Duties require on-site activity (Franklin Lakes NJ) 2-3 days per week. Will consider applicants outside of local area if they are able to relocate to NJ within 2 weeks.
Roles & Responsibilities
Duties & Responsibilities
Contribute to planning through all project phases with a focus on the change control strategy, development of design verification strategies, and execution of said strategies
Support technical gap assessments, development of remediation plans, and execution of said plans
Craft, edit, and interpret technical drawings and write protocols, reports, work instructions, presentations, etc.
Apply engineering principles for design/analysis and complete statistical analysis and sample plan development.

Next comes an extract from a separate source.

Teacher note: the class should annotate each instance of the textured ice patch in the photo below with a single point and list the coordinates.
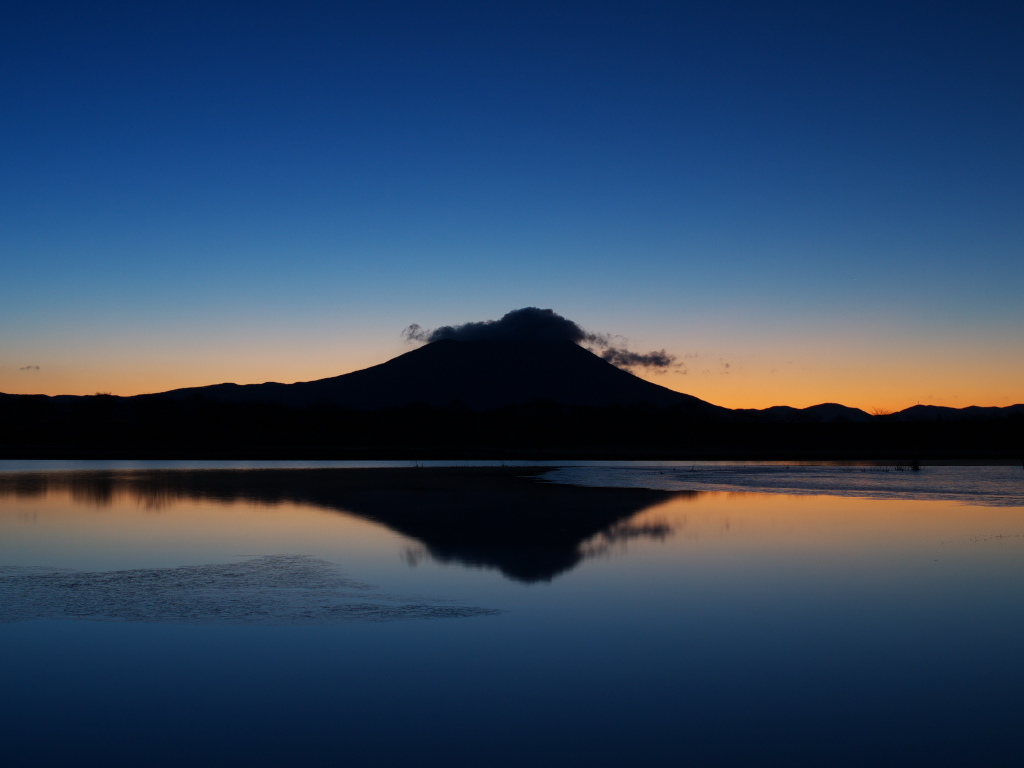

Demonstrate accountability for the successful and timely achievement of goals.
Experience Required
Education & Experience
Minimum 3 years of experience in medical device or other regulated industry
Experience with design controls activities and change management including DHF documentation is required
Experience with technical gap assessments and remediation strategy development / execution is required
Experience with test method development, validation strategy, and execution is required.
Experience with design verification strategy development and execution is required
Proficiency in solid mechanics/mechanics of materials and experience to statistical methods / tools is required.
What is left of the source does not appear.